- Blog Post
- Blog posts represent the views of CFR fellows and staff and not those of CFR, which takes no institutional positions.
This week's meeting in Toluca, Mexico between President Obama and his Canadian and Mexican counterparts offers a long overdue opportunity to jump start a new North American agenda. What should it look like? No one has given better answers to that question than the late Bob Pastor of American University, whose vision of a "seamless North American market" is if anything more relevant today than it was during his enormously productive career. His passing last month after a long battle with cancer was a huge loss.
Reprinted below is the post I wrote last year when we released Bob's Policy Innovation Memo laying out the next steps that are needed in the effort to build a stronger and more prosperous North America.
There’s a striking number in Robert Pastor’s new Renewing America Policy Innovation Memorandum, “Shortcut to U.S. Economic Competitiveness: A Seamless North American Market.” Like many, I had assumed that, whatever one’s assessment of the overall impact of the North American Free Trade Agreement (NAFTA), that it had been largely successful in its primary goal of increasing trade and investment flows among the United States, Mexico, and Canada.
But in fact the story comes in two parts. From 1994 when NAFTA was launched up through 2000, trade in North America grew three-fold, and foreign investment increased five-fold. Since 2001, however, that explosive growth of trade and investment has stalled, with the pace of trade growth falling by two-thirds and investment growth by half. While Canada and Mexico are still the first and third largest trading partners for the United States, their relative importance has declined over the past decade. As Pastor lays out in greater detail in his book The North American Idea, U.S. exports to Canada and Mexico as a percentage of total U.S. exports rose from 30 percent when NAFTA was signed to more than 37 percent by 2000. But over the next decade that share dropped back to 32 percent.
What went wrong? The list is long. Post-9/11 border security measures, which added long wait times for border crossings with both Mexico and Canada, raised costs, particularly in industries like automobiles where production is closely integrated across the North American borders. China’s entry into the World Trade Organization in 2001 siphoned off U.S. investment, and imports of labor-intensive goods from China displaced imports of labor-intensive goods from Mexico. The continued controversy over NAFTA — which was the first big U.S. trade agreement with a developing nation and one that left some deep political wounds — made all three countries reluctant to deal with new trade problems as they arose.
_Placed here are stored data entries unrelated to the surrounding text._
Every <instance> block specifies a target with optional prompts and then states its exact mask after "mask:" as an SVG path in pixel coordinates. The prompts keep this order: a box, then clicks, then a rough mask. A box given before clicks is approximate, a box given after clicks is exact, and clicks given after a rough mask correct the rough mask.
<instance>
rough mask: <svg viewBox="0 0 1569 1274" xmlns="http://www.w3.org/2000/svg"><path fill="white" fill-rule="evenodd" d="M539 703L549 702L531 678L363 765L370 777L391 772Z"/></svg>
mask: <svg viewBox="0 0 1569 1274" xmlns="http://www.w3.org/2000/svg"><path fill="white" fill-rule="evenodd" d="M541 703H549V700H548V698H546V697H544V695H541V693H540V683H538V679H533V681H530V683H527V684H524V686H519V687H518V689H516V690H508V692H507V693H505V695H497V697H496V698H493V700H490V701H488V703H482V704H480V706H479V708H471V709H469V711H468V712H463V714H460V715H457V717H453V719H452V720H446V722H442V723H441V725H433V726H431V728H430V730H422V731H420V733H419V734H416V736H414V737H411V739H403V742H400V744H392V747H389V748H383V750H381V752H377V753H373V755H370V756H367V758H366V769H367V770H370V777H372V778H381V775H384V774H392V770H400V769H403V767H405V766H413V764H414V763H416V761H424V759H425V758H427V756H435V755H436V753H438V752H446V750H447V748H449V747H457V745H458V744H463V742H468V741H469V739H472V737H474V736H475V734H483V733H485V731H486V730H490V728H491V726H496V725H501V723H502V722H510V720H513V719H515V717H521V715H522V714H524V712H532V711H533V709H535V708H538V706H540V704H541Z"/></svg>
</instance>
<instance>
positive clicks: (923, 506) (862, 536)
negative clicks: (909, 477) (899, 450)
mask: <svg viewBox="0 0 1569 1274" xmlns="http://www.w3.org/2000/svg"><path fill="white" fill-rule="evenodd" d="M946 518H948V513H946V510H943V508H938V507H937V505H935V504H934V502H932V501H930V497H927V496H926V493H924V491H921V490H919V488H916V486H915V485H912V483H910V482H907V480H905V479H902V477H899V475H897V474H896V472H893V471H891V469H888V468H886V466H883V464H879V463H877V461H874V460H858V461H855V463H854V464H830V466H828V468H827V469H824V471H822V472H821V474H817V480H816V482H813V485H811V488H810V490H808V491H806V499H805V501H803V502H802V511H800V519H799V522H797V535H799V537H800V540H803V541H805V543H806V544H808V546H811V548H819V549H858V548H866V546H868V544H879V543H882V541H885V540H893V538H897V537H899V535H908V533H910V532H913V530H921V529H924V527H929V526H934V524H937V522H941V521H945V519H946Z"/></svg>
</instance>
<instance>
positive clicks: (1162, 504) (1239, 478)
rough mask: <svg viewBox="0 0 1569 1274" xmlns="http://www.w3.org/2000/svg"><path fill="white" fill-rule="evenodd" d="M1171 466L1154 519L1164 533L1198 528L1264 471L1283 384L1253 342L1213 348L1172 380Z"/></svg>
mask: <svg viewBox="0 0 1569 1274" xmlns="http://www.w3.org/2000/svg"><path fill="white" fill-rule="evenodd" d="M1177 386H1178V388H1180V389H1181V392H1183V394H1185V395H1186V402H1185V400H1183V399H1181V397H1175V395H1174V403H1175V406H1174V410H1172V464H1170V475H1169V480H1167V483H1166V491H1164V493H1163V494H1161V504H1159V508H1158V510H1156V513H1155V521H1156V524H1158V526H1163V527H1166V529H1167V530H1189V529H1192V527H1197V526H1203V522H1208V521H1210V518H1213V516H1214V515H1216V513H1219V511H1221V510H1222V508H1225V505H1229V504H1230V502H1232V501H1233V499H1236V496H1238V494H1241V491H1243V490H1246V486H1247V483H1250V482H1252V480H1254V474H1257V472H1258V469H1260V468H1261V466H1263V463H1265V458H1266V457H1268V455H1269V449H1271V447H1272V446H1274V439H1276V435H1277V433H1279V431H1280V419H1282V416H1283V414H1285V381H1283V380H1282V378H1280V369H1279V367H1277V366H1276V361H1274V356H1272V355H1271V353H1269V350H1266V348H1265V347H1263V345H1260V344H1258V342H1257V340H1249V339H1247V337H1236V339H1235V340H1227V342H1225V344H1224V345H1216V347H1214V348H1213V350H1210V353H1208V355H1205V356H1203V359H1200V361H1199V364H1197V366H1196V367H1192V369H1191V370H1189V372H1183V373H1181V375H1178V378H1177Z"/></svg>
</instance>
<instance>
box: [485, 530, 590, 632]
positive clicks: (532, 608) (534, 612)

As both cause and consequence of this stagnation over the past decade, political leaders in the United States, Canada, and Mexico have largely stopped thinking about the North American market. The two big U.S. trade initiatives currently are the Trans-Pacific Partnership with Asia and the new Transatlantic Trade and Investment Partnership with the European Union. Canada and Mexico have similarly focused on new trade deals outside North America.
The focus overseas is odd. Even in a globalized world, location still matters, and proximity is still an advantage. As Pastor points out, the sheer volume of trade in North America far outweighs the trade involved in any of these initiatives. Small gains in increasing continental trade flows would pay big benefits in terms of economic growth.
Many of the measures that would be needed to capture these gains are in reality rather modest initiatives. Pastor proposes a common external tariff for North America, which would have been quite reasonably controversial two or three decades ago in an era of double-digit tariffs that greatly affected business location decisions. But today all three countries maintain mostly low, single-digit tariffs with the rest of the world. The primary result of the current separate tariff schedules is to add billions of dollars in paperwork costs and delays for products crossing borders within North America. Investment in transportation and infrastructure is an obvious need, and an inexpensive one in a time of record low government and private sector borrowing costs. Greater regulatory convergence is currently on the table in negotiations with Europe; North American convergence would in comparison be simpler.
The economic gains from creating a more seamless market would be measured in the hundreds of billions of dollars. As Pastor notes, U.S. imports from Canada and Mexico contain a much higher percentage of U.S. content than imports from Asia, offering outsized trade gains. Just as important, deeper ties with Mexico and Canada would strengthen U.S. competitiveness globally with companies based in Europe and Asia.
Too often over the past decade U.S. political and business leaders have taken the continent for granted, and failed to see the opportunities that are the closest and easiest to realize. With the United States again pursuing an ambitious trade agenda, it is time to take another look closer to home.